ContractsProf Blog

Editor: Myanna Dellinger
University of South Dakota School of Law

Monday, February 6, 2012

Three Arbitration Decisions Part II: DC Circuit Vacates $185 Million Arbitral Award

In BG Group v. Republic of Argentina, the D.C. Circuit vacated an arbitral award, reversing the District Court finding that the award was enforceable. The D.C. Circuit found that the arbitral panel had exceeded its authority by accepting the case when the relevant Bilateral Investment Treaty (the Treaty) between the United Kingdom and Argentina provided that the parties were to resort to arbitration only if the Argentine courts could not address the matter within 18 months of filing.  Plaintiff never sought a ruling from the Argentine courts.

Argentinian PesosThe BG Group had acquired a 54.67% stake in Gas Argentino, S.A., which owned 70% of a recently privatized gas distribution company, MetroGAS.  BG Group also invested directly in MetroGAS, and by 1998, it held a 45.11% interest in MetroGAS.  In 2001, the Argentine economy collapsed.  Beginning in January 2002, Argentina implemented a set of emergency economic measures (the Emergency Law), and then in March it issued a new decree that “stayed for 180 days the compliance with injunctions and execution of final judgments in lawsuits brought on account of the Emergency Law’s effect on the financial system.”

In April 2003, BG Group filed its Notice of Arbitration, relying on a statement by the Argentine Minister of Justice that it would take at least six years to resolve BG Group’s claims in the Argentine courts, and also claiming that the requirement that domestic remedies be exhausted was obviated because Article 3 of the Treaty granted most favored nation treatment, and the bilateral treaty with the United States did not require exhaustion. 

The Arbitral Panel found the Treaty no bar to arbitration, since the Emergency Law had restricted access to the courts.  Because a strict reading of the Treaty would yield an “absurd and unreasonable result,” the panel found that the Emergency Law had rendered the relevant provisions inoperative.
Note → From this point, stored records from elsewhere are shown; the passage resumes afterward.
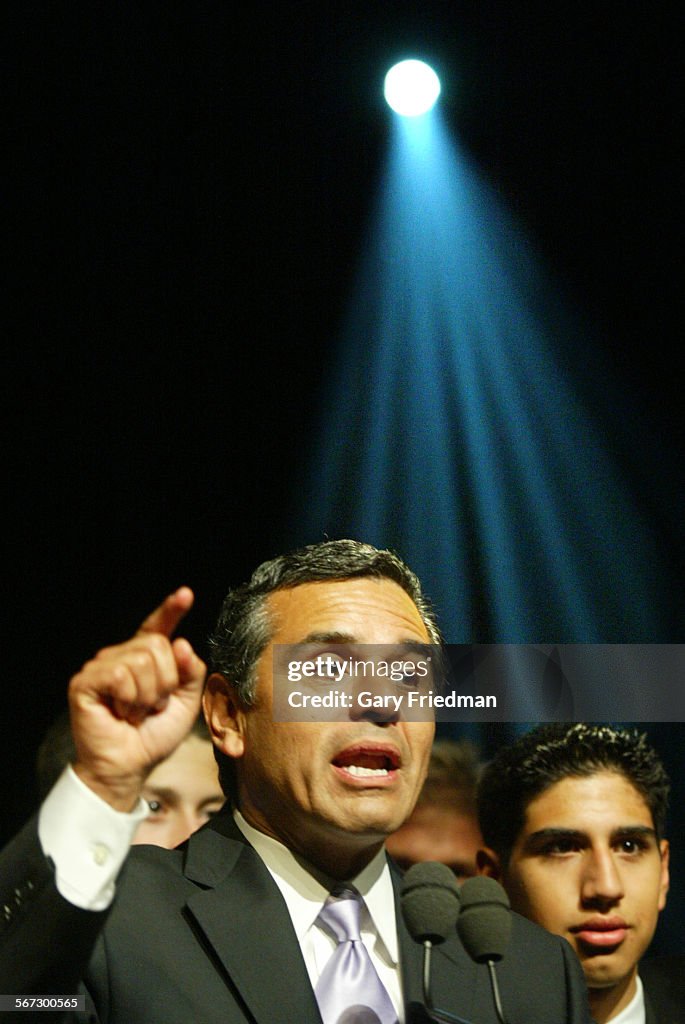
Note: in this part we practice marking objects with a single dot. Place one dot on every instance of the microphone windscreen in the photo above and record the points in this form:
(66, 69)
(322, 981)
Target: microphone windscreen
(484, 923)
(430, 902)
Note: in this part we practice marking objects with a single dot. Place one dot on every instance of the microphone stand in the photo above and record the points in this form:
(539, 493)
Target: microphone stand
(496, 991)
(439, 1016)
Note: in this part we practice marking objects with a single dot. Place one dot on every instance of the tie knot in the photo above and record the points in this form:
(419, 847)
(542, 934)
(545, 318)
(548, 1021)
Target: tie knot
(340, 913)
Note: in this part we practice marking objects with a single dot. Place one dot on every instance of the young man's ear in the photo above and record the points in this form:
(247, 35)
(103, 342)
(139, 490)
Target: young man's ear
(487, 863)
(225, 717)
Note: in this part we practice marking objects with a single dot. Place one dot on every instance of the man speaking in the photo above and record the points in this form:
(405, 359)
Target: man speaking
(283, 908)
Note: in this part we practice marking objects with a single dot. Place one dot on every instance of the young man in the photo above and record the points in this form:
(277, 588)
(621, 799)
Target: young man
(181, 793)
(572, 817)
(243, 925)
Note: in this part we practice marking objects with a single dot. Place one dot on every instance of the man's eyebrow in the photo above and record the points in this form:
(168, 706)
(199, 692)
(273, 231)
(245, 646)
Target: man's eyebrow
(544, 835)
(410, 644)
(643, 830)
(163, 792)
(329, 637)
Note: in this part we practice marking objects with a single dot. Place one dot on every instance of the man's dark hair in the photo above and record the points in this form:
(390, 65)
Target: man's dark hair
(551, 753)
(453, 776)
(245, 626)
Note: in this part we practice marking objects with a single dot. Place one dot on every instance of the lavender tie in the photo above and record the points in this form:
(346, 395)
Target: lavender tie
(349, 990)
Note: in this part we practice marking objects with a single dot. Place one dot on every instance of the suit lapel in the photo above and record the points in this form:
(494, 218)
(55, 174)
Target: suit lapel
(247, 925)
(454, 976)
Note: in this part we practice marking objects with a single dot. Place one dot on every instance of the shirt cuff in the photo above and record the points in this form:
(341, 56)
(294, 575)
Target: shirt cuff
(86, 840)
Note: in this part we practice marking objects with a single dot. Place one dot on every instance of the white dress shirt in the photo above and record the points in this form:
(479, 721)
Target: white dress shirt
(635, 1012)
(89, 854)
(305, 894)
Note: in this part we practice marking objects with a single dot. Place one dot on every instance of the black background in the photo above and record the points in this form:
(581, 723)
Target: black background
(189, 187)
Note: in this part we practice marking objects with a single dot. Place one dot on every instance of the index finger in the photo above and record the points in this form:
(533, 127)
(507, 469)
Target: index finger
(166, 617)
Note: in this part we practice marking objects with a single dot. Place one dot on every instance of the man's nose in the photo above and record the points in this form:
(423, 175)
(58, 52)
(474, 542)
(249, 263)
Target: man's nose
(601, 879)
(185, 821)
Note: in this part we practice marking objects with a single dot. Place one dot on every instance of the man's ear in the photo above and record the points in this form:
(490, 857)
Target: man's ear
(225, 717)
(487, 863)
(665, 880)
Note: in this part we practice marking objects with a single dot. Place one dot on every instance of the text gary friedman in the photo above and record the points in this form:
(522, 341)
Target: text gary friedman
(394, 701)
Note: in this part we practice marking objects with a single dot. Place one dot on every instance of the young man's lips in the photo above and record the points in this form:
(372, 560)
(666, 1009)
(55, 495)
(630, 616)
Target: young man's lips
(601, 932)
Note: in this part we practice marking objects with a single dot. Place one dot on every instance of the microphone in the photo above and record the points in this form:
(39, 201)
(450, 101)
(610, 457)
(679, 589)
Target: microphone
(484, 928)
(430, 903)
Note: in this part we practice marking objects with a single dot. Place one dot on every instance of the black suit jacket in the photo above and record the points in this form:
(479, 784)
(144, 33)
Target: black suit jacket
(201, 935)
(664, 982)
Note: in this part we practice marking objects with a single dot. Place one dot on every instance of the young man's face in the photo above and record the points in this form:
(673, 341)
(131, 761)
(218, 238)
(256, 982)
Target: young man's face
(332, 790)
(587, 865)
(183, 793)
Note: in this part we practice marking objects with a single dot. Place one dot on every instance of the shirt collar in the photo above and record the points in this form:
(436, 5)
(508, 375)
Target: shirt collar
(635, 1012)
(305, 892)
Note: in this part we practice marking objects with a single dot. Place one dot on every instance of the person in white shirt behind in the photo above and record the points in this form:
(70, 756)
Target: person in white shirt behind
(182, 793)
(572, 816)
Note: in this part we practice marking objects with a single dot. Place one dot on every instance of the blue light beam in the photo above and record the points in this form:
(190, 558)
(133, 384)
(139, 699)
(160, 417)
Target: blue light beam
(456, 432)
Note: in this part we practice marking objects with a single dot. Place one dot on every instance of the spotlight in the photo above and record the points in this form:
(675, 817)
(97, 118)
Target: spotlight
(412, 88)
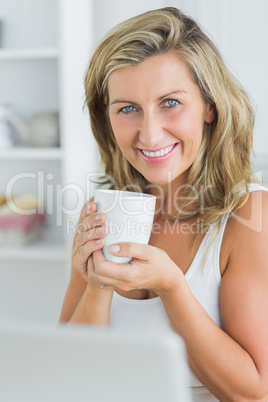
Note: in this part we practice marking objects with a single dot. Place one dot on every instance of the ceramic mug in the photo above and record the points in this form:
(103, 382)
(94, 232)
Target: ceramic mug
(129, 218)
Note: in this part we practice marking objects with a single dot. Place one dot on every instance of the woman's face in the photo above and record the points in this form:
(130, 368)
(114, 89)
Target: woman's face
(157, 115)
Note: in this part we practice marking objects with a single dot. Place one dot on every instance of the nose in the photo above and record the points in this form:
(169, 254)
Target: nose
(150, 130)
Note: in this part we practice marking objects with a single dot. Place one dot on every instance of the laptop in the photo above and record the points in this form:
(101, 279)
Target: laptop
(41, 363)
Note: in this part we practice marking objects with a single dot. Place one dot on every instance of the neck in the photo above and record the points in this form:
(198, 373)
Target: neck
(168, 195)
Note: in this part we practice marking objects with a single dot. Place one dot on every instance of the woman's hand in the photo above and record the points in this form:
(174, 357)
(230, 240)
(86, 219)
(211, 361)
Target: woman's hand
(88, 238)
(151, 268)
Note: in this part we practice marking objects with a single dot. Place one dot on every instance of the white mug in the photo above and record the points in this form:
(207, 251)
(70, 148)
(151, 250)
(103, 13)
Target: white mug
(129, 218)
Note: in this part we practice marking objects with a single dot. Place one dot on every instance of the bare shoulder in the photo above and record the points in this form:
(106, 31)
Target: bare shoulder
(243, 292)
(247, 230)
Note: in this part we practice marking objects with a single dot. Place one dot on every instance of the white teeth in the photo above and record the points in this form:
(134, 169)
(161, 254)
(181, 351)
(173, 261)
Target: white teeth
(164, 151)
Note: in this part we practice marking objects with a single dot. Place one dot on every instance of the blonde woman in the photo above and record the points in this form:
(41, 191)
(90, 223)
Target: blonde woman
(171, 120)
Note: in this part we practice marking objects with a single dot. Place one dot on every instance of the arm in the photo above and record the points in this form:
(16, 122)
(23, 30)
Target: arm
(232, 363)
(85, 302)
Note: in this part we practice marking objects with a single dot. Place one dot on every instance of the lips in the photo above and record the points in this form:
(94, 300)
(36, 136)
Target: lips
(161, 152)
(158, 155)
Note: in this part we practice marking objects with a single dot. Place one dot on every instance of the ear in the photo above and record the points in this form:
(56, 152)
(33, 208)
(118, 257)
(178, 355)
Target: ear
(210, 113)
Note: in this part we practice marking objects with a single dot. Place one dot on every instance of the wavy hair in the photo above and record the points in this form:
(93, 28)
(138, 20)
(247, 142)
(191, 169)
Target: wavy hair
(223, 160)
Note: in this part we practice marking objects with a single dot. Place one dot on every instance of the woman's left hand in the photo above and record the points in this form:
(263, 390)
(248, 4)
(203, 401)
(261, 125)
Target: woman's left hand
(150, 268)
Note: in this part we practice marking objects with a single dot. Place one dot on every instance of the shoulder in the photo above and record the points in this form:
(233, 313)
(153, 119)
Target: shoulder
(243, 291)
(245, 227)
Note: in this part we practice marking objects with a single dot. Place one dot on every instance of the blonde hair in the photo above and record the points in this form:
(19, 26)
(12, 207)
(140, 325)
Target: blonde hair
(223, 160)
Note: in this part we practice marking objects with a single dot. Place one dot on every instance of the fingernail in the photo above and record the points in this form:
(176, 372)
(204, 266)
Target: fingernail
(114, 248)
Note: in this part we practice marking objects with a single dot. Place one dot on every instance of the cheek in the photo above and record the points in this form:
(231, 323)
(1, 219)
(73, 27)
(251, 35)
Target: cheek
(188, 127)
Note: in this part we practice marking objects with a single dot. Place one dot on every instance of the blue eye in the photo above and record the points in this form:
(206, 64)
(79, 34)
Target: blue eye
(127, 109)
(171, 103)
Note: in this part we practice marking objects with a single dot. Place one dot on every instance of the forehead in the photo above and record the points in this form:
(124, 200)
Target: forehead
(156, 74)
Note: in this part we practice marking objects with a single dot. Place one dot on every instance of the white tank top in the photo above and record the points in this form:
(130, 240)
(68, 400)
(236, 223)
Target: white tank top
(149, 316)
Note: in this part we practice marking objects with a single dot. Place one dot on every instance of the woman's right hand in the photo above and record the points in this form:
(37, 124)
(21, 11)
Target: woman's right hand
(88, 238)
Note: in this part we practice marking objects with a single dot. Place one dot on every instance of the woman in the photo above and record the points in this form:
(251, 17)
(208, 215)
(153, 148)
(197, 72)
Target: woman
(171, 120)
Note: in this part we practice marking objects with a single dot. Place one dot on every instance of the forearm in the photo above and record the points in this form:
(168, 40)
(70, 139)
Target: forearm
(219, 362)
(94, 307)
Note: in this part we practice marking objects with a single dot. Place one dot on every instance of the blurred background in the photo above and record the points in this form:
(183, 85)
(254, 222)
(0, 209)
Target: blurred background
(47, 154)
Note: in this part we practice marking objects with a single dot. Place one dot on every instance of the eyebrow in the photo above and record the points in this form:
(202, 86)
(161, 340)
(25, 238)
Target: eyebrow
(176, 91)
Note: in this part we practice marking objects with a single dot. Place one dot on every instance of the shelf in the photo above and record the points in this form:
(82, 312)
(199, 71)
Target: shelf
(47, 250)
(28, 54)
(31, 153)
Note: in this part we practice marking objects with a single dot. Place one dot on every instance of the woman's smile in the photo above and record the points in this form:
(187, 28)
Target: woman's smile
(160, 155)
(157, 115)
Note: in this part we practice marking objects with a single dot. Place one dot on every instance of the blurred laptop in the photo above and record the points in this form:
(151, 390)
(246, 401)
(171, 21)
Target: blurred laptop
(81, 363)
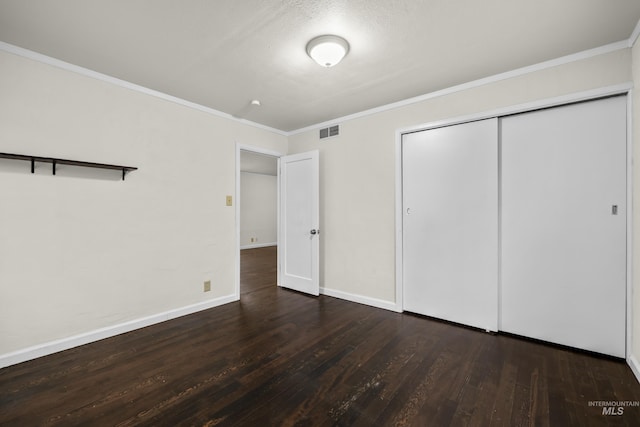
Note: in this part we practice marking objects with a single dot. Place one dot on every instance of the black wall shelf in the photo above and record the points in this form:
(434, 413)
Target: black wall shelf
(54, 162)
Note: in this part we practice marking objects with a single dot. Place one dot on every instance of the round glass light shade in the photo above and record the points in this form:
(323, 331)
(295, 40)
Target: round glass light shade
(327, 50)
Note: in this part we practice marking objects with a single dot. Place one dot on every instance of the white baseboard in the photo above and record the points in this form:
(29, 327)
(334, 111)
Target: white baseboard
(258, 245)
(51, 347)
(635, 366)
(374, 302)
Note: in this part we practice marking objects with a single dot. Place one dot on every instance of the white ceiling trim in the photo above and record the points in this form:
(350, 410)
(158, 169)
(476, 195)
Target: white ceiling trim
(634, 36)
(26, 53)
(624, 44)
(612, 47)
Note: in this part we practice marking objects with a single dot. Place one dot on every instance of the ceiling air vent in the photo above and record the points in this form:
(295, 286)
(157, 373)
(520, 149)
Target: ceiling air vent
(330, 131)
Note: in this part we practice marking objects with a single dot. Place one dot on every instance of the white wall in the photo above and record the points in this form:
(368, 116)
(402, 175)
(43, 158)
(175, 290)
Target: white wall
(358, 168)
(258, 210)
(635, 321)
(80, 253)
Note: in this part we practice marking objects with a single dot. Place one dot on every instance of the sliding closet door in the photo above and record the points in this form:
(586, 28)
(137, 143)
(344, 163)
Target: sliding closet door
(564, 225)
(450, 224)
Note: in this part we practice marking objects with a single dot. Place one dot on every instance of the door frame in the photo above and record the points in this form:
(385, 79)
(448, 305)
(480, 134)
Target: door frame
(621, 89)
(257, 150)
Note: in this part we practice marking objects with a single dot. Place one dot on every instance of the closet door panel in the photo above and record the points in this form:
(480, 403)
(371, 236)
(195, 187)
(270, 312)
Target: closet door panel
(564, 225)
(450, 223)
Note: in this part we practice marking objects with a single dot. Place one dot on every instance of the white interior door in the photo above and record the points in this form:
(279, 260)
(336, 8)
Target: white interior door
(564, 225)
(450, 223)
(298, 254)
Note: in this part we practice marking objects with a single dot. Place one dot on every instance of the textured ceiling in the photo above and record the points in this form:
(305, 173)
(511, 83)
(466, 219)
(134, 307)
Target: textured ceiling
(224, 53)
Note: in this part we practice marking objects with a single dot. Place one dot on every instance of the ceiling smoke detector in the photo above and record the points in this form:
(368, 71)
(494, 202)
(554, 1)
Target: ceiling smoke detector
(327, 50)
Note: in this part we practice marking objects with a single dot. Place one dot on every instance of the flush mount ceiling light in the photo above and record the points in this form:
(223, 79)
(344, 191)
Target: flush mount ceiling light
(327, 50)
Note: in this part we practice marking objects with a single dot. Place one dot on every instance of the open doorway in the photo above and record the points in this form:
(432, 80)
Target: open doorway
(258, 220)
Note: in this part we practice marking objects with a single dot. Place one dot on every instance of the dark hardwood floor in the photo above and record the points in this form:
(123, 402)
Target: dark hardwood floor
(279, 358)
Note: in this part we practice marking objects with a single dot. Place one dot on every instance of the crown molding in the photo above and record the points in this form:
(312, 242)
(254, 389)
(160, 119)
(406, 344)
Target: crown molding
(35, 56)
(633, 38)
(475, 83)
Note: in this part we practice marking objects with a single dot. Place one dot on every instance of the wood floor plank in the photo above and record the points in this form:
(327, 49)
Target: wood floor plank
(280, 358)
Proceeding to the merits, the panel awarded BG Group just over $185 million in damages, which represented the diminution in value of BG Group’s investment as a result of the Emergency Law.  The District Court denied Argentina’s motion to vacate the award and granted BG Group’s cross-motion for enforcement.

The key issue before the D.C. Circuit was whether the arbitral body had the power to decide arbitrability.  The Court found that the parties had agreed to leave that issue to the arbitrator only after domestic remedies had been exhausted.  Prior to that, the Court found that the parties should have expected that a court would decide arbitrability.  That intention is explicit, and therefore the public policy in favor of arbitration cannot override the intent of the parties.